If you’re not busy feeding the multitudes, like José Andrés, donate what you can to World Central Kitchen and then fry up some Smoky Salmon Sliders with Raspberry Pimentón Mayo.

Smoky Salmon Sliders with Raspberry Pimentón Mayo
The Pacific Northwest has the best salmon in the world, in my humble opinion.  Trader Joe’s carries canned wild-caught sockeye salmon, caught off the coast of Alaska’s Bristol Bay.  Alaska’s state constitution includes guidelines that dictate sustainable fishing practices.  Wild Planet offers the same (they are perhaps the suppliers for Trader Joe’s version) and theirs can be found online at their website and at grocery stores, including Whole Foods markets.

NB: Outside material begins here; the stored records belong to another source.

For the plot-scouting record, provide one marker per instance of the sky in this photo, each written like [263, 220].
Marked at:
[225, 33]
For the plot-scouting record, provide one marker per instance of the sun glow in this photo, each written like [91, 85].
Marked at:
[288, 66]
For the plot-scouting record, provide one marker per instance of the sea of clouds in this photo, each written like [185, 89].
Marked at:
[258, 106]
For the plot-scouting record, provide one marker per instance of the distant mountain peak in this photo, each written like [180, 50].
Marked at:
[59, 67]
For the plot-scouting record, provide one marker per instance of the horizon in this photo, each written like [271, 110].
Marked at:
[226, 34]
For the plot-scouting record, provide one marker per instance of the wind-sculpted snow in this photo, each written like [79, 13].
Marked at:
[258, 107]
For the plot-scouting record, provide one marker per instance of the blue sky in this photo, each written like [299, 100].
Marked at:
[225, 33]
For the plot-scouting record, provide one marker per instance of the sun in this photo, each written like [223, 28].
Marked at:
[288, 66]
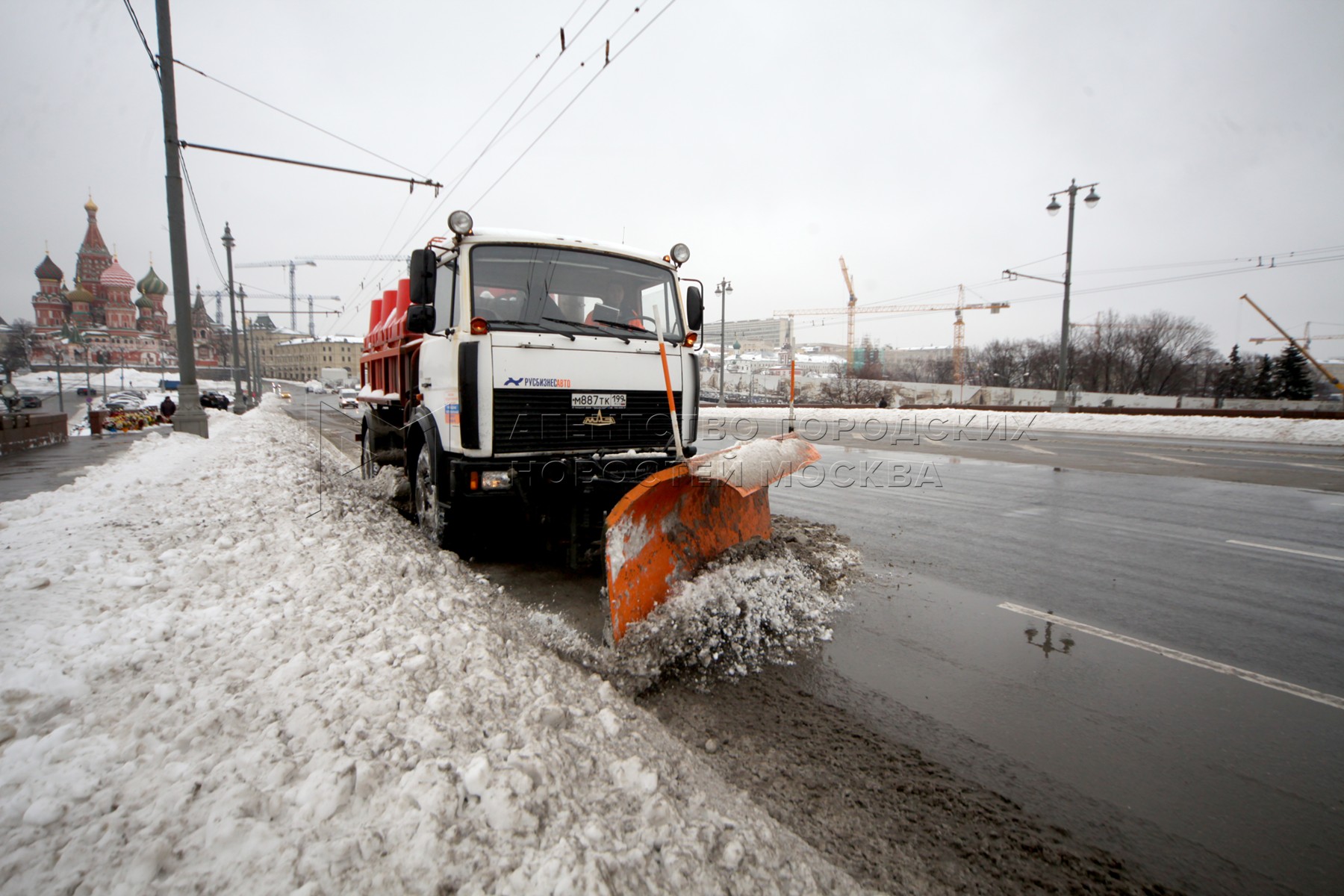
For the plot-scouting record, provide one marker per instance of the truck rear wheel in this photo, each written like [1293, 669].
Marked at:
[429, 512]
[367, 465]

Sliders are miniature burgers, so I recommend serving two per person.

 

2 (7.5 oz) cans wild Pacific sockeye salmon
1 rounded tablespoon mayonnaise
2 teaspoons fresh lemon juice
1/4 teaspoon liquid smoke*
Zest of 1 small lemon (rounded 1/4 tsp)
Pinch of chili powder (1/16 tsp)
2 tablespoons finely chopped chives
2/3 cup breadcrumbs (unseasoned)
Salt and freshly ground black pepper
Olive oil for frying

8 soft rustic rolls (French, sourdough or Italian) cut in half to make mini-buns

*Liquid smoke is a natural flavoring made by channeling smoke from smoldering wood chips into a condenser, causing it to liquefy.  The smoky flavor dissolves into the liquid while the insoluble bad stuff like carcinogenic tars and resins are removed by multiple filters, leaving only clean, smoke-flavored liquid.  I used Wright’s brand because it contains only water and natural mesquite smoke concentrate.  You can find it at most grocery stores and online.

 

Drain all of the liquid from the cans of salmon (if you have cats, give them the liquid; mine love it) and remove larger pieces of bone.  Add the drained salmon to a medium bowl and mash well with a fork.  Add lemon juice, zest, liquid smoke, chili powder, chives and half of the breadcrumbs.  Gently mix until just combined.  Line a baking sheet with parchment paper.

Divide the salmon mixture into 8 equal mounds on the parchment.  Pat each mound into a ball, then press the balls into mini patties, about 3/4″ thick.  Cover loosely with plastic wrap and refrigerate for at least 30 minutes.

Make Raspberry Pimentón Mayo (recipe below).

Remove salmon patties from fridge.  Spread the remaining half of the breadcrumbs on a plate.  Gently press one side of each salmon patty into the breadcrumbs.  Scoop more breadcrumbs over top and press to coat other side (it’s best to leave patties in place, as moving them around too much can cause them to break).

Heat a thin layer of olive oil in a large, non-stick skillet over medium-high heat until a breadcrumb dropped into the oil sizzles.  Use a spatula to carefully move the patties to the pan and cook until browned on the bottom, 3 to 4 minutes.  Turn patties and cook until the other side is browned, 3 to 4 more minutes.  Transfer to a paper towel-lined plate to drain.

Lightly toast rolls in a toaster oven or on a grill and let cool slightly.  Spread the inside surfaces of each bun with some of the raspberry mayo.  Sandwich a salmon patty between and serve, two sliders per person.

Serves 4

Raspberry Pimentón Mayo

1/2 cup organic mayonnaise
1 teaspoon fresh lemon juice
Zest of one small lemon (rounded 1/4 tsp)
4 rounded teaspoons organic seedless raspberry fruit spread (low or no sugar)
1/4 teaspoon Spanish smoked paprika (pimentón)

Mix the mayo, lemon juice, zest, raspberry fruit spread and pimentón in a bowl.  Mash with the back of a spoon to make sure fruit spread incorporates into the mayo fully.  Mix well, cover and refrigerate until ready to use.  Delicious on fried fish, chilled shrimp, cold chicken or turkey, salads, eggs, beef and sandwiches.